APT1: Exposing One of China's Cyber Espionage Units - NelsonMinar
http://intelreport.mandiant.com/

======
maditaly
Our analysis has led us to conclude that APT1 is likely government-sponsored
and one of the most persistent of China's cyber threat actors. The scale and
impact of APT1's operations compelled us to write this report.
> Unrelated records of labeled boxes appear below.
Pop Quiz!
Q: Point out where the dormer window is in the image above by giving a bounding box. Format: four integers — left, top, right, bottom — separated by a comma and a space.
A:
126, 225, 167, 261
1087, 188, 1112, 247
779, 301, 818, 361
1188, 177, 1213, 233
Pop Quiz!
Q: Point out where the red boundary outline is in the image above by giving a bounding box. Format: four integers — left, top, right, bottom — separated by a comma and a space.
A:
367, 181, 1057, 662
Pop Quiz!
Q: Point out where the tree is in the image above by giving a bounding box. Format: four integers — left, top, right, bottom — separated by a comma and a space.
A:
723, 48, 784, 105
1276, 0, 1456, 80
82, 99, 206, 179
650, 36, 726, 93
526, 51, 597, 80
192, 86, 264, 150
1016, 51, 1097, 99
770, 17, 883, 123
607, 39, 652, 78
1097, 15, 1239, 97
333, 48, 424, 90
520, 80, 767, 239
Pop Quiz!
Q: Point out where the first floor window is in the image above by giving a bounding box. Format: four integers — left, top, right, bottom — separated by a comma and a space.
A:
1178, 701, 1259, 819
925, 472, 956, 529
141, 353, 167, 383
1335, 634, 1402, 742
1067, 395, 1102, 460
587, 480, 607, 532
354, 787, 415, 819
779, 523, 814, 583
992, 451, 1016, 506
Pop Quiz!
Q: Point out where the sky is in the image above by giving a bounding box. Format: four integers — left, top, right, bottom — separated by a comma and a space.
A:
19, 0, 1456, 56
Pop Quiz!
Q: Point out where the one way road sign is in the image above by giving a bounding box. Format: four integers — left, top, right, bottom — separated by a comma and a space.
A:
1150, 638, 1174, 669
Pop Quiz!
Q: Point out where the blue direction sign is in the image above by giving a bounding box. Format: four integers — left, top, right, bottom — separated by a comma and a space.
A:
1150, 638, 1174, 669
In an attempt
to bolster defenses against APT1 operations Mandiant is also releasing more
than 3,000 indicators as part of the appendix to this report, which can be
used with our free tools and our commercial products to search for signs of
APT attack activity.

Highlights of the report include:

APT1 is believed to be the 2nd Bureau of the People’s Liberation Army (PLA)
General Staff Department’s (GSD) 3rd Department, which is most commonly known
by its Military Unit Cover Designator (MUCD) as Unit 61398. APT1 has
systematically stolen hundreds of terabytes of data from at least 141
organizations. APT1 focuses on compromising organizations across a broad range
of industries in English-speaking countries. APT1 maintains an extensive
infrastructure of computer systems around the world. In over 97% of the 1,905
times Mandiant observed APT1 intruders connecting to their attack
infrastructure, APT1 used IP addresses registered in Shanghai and systems set
to use the Simplified Chinese language. The size of APT1’s infrastructure
implies a large organization with at least dozens, but potentially hundreds of
human operators. In an effort to underscore that there are actual individuals
behind the keyboard, Mandiant is revealing three personas that are associated
with APT1 activity. Mandiant is releasing more than 3,000 indicators to
bolster defenses against APT1 operations.